The lives of Tracy Turnblad and Penny Pingleton revolve around that moment when they can race home from school to watch the Corny Collins Show, a dance variety program in which a bunch of popular, well groomed teenagers perform choreography overtop of popular songs while the Dick Clark-like Corny mediates the events. The stars of the show are Link and Amber von Tussle, whose mom Velma (the deviously sexy Michelle Phieffer) manages the local television station in Baltimore.
With dreams the size of her waistline, Tracy skips school one day with Penny after Corny announces that the show will be looking for new talent and all teenagers are welcome to come out and audition. Although encouraged by her father (Christopher Walken doing a wonderful variation of Christopher Walken), the idea is frowned upon by Tracey’s overweight mother who is played by the scene stealing John Travolta in a fat suit (not so strange considering the role was originally written for John Waters’ cross-dressing star Divine).
There is social commentary brooding in the sidelines as well as we learn that the Baltimore TV station is segregated. Thus black people are not allowed to be seen mingling with whites on screen and are allotted airtime once a month when the Corny Collins Show (apparently the only thing on in Baltimore) hosts “Negro Day.”
After leaving from her audition humiliated, through a logical progression, Tracy not only makes it on the show, but also becomes a huge hit (no pun intended), leading to speculation that she could steal the title of Little Miss Hairspray (also hosted by Corny Collins) from Amber who is beautiful but a terrible dancer. There is also a subplot about Tracy learning to stand up for what is right by being involved in a protest march for black equality.
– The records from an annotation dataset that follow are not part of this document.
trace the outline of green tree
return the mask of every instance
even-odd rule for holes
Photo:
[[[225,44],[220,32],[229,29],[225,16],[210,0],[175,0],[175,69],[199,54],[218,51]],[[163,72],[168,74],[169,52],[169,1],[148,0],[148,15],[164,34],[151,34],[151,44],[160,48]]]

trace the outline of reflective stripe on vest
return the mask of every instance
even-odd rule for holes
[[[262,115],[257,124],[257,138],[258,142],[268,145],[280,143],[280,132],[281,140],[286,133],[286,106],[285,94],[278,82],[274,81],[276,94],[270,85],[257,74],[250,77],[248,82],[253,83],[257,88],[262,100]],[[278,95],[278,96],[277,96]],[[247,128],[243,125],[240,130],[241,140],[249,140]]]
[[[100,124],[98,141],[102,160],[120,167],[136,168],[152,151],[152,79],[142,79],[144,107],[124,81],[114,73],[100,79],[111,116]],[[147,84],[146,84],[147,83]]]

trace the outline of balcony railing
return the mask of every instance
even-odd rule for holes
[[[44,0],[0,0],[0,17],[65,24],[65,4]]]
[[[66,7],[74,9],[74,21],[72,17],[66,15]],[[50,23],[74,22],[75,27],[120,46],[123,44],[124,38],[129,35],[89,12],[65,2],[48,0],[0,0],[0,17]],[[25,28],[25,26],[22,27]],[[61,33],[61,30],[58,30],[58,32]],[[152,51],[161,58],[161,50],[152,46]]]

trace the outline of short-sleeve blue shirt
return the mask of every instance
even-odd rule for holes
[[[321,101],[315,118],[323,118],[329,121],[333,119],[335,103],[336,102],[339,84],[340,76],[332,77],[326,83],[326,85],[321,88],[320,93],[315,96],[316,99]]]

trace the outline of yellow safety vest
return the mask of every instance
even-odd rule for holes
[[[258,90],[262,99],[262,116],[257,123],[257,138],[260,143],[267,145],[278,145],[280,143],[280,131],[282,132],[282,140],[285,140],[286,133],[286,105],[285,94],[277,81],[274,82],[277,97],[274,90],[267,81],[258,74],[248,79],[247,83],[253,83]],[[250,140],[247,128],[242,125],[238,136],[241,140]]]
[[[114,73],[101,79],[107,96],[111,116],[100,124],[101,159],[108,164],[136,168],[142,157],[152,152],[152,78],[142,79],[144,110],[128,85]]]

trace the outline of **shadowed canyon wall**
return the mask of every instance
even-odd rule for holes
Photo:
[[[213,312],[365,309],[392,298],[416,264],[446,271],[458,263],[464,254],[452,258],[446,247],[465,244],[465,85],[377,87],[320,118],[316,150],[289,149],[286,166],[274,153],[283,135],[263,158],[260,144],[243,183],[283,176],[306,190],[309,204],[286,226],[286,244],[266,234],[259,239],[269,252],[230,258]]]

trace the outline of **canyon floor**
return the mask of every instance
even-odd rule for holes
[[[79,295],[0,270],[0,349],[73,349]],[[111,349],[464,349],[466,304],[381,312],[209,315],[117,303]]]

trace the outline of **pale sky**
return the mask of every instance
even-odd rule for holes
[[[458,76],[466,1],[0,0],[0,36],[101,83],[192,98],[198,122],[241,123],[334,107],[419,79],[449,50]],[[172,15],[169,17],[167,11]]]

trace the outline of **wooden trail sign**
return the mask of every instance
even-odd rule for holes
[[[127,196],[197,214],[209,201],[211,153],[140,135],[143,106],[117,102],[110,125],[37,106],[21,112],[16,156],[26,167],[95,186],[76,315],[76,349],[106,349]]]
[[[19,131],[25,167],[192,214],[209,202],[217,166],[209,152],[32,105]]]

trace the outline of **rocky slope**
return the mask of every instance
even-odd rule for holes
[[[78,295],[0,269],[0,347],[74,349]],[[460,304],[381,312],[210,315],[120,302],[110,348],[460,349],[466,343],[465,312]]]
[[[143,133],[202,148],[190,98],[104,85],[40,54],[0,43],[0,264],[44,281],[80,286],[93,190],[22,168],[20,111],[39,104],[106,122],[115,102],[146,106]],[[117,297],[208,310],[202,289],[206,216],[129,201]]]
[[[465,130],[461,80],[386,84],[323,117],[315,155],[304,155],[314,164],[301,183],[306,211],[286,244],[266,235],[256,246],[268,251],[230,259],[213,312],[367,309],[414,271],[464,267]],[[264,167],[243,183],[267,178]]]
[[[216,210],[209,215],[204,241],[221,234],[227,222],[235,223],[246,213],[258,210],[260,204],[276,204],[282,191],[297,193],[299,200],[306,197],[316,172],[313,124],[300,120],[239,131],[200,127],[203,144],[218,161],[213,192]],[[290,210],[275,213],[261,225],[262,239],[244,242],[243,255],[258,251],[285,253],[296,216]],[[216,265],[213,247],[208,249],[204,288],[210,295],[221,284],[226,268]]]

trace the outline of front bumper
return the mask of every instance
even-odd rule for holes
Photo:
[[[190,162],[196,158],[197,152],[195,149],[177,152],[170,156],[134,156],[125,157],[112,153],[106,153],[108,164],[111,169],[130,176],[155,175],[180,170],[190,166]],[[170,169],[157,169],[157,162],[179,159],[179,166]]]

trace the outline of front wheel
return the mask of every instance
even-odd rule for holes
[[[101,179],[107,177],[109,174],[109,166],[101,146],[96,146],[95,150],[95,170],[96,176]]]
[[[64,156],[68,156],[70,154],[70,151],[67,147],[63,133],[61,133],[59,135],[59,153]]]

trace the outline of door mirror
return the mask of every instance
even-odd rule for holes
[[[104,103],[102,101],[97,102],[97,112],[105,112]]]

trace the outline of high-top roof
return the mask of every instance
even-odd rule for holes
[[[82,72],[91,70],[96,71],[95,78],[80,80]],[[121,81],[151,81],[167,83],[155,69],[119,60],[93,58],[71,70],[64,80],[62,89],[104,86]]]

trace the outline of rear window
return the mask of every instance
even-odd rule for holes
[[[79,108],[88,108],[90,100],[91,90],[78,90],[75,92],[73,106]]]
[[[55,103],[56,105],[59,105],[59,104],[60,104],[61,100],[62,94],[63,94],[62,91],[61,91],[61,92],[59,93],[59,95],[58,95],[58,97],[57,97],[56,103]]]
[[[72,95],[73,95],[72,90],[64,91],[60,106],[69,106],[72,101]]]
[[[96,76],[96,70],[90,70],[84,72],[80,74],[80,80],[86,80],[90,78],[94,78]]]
As a musical Hairspray is Grease for a generation who are not qualified enough to understand the potential power and pleasure of a classic Hollywood musical; remembering a time when musicals could be fun and adventurous and touch us in a certain special way that narrative films just couldn’t. By introducing a sweet young actress in Nicky Blonsky who is a ball of fire and energy, able to carry the entire film on her shoulders, by gathering a cast of eccentric talent, by staging stunning choreography around show stopping pop songs like “Good Morning Baltimore,” and by having a big star like John Travolta create a real character out of a role most actors would play as a gimmick, , Hairspray succeeds at being one of its summer's finest features.
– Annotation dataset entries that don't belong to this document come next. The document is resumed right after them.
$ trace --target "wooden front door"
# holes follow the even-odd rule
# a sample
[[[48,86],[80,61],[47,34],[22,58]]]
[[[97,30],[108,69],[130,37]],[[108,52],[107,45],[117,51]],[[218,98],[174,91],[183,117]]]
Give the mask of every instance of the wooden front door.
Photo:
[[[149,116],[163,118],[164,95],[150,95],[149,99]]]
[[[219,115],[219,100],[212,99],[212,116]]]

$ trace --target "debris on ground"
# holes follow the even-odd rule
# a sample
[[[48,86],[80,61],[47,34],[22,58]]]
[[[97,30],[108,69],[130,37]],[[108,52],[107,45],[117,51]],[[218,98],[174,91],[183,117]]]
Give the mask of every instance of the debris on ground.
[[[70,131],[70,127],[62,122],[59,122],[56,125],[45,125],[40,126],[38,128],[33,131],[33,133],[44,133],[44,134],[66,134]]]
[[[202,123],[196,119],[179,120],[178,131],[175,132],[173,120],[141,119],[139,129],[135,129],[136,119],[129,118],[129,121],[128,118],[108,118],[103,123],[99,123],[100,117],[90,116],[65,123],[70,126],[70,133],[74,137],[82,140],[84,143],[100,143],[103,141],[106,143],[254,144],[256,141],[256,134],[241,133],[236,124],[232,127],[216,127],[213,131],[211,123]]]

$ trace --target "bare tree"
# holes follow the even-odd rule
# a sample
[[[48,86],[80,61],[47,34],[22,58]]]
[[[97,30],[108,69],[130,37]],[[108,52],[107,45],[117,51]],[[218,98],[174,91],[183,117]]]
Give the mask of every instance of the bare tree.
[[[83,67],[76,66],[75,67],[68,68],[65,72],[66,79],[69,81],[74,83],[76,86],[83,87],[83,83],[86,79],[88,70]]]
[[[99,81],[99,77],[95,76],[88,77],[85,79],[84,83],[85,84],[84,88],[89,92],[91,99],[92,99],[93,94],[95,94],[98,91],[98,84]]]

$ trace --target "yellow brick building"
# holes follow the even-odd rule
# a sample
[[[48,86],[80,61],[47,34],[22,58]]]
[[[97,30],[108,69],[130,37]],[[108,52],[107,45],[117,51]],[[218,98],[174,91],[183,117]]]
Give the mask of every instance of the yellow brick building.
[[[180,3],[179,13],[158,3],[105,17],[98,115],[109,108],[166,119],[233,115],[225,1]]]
But it doesn’t stop there. By taking this story of a chubby girl chasing her dreams out of the John Waters universe and brushing aside inside jokes and obscure cultural references, the message is as simple and touching as ever: Never give up hope; dreams are not selective and anyone with the courage to reach for them has the tools to catch one. Tracy Turnblad is the hero of a moment in time worth getting nostalgic over. Remembering a time of innocence before revolution, a time when people had dreams and stood for something because of it, Hairspray constructs the perfect emotional tone for a wonderfully uplifting fable about how it was possible for a lovable fat girl with an eccentric upbringing in crummy Baltimore to reach for the stars, only to become the most popular girl in town. Times aren’t like that anymore; we’ve lost our innocence, trading it in for darkened cynicism and technological isolation. Thankfully every once in a while a film like Hairspray comes along to remind us that things weren’t always this way.
Note: Although both original cast members Sonny Bohno and Divine are no longer living, one who looks close enough will see cameos from original Hairspray cast members Jerry Stiller and Ricki Lake. The truly keen will also spot John Waters himself, who appears and even gets a laugh in the opening scene at the lyric “And there’s the flasher next door.” How typical.